И тут начинались излияния чувств: поцелуи хлопали по щекам кузенов, умножались на щеках теток и дядьев, складывались вместе, так что в общей сложности их получалось сорок восемь штук.
— Какие красавчики!
— Жарко было?
— Я его не поцеловала.
— Ты меня не поцеловала.
— Ты поцеловал своего дядюшку?
— Нуаро! Мой прекрасный песик!
— Как же они выросли!
— Пять минут пришлось потерять на железнодорожном переезде!
— На место, дрянь ты этакая! Он вам всю одежду порвет.
— Столько сейчас колясок на дорогах.
— Он же сейчас испачкает вас своими грязными руками.
— Не беспокойтесь…
— Лошадь так и норовит понести.
— Двенадцать лет, вот увидите, он еще перерастет Антуана.
Это ликование длилось минут десять, а то и дольше. Пуаро получал удар башмаком, Гюстав — подзатыльник, а Алексис, с почтительной заботливостью касаясь роскошной сбруи, которая являлась семейной гордостью, распрягал лошадь. Женщины шли в дом, а ветеринар, поскольку он был ветеринаром, говорил Оноре:
— Ну а теперь пошли посмотрим животных.
И лишь в конюшне братья начинали ощущать, как в них возрождается чувство взаимного враждебного недоверия, о котором они совсем было забыли в пылу восторженной встречи. Фердинан с серьезным видом ощупывал животных.
— Эта корова явно ест больше сена, чем травы.
— Вполне возможно, но в любом случае свои двенадцать литров она дает.

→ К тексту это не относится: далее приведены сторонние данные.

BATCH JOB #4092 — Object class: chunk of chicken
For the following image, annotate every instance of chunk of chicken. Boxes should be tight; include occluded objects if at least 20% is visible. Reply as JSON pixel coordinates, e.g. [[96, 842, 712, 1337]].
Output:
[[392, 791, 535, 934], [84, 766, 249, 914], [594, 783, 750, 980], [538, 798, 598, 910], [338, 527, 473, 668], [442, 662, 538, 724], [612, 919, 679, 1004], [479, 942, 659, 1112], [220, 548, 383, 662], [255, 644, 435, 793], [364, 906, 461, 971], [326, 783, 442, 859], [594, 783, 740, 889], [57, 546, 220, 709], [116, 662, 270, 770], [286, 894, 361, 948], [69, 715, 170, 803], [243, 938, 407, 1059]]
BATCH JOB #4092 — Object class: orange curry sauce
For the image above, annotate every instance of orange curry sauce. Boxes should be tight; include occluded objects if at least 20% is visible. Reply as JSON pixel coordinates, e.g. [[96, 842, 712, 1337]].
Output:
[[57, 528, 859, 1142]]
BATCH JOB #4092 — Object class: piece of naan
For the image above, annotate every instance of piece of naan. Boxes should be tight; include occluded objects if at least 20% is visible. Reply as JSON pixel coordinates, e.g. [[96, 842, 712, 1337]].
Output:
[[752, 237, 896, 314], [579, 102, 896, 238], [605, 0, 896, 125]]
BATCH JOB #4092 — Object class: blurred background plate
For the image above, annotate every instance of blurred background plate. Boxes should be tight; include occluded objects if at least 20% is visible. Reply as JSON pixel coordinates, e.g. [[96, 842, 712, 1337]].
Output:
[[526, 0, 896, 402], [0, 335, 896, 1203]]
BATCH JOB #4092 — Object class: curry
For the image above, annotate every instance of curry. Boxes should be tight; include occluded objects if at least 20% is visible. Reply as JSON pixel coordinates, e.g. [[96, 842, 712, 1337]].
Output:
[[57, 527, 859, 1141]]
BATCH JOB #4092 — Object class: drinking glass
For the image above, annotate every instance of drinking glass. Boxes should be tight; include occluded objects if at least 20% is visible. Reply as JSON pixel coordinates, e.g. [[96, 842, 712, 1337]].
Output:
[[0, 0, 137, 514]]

Оноре держался в стороне от коров, давая понять ветеринару, что в его советах он не нуждается. Фердинан тем не менее продолжал осмотр, подсчитывая в уме, что эта бесплатная, но тем не менее стоящая сто су (по существу, если хорошенько вникнуть) консультация уже сама по себе почти полностью окупит тот обед, которым семью угостят у его брата, так что в конечном счете привезенные из Сен-Маржлона паштет и колбаса окажутся вовсе даровым приложением.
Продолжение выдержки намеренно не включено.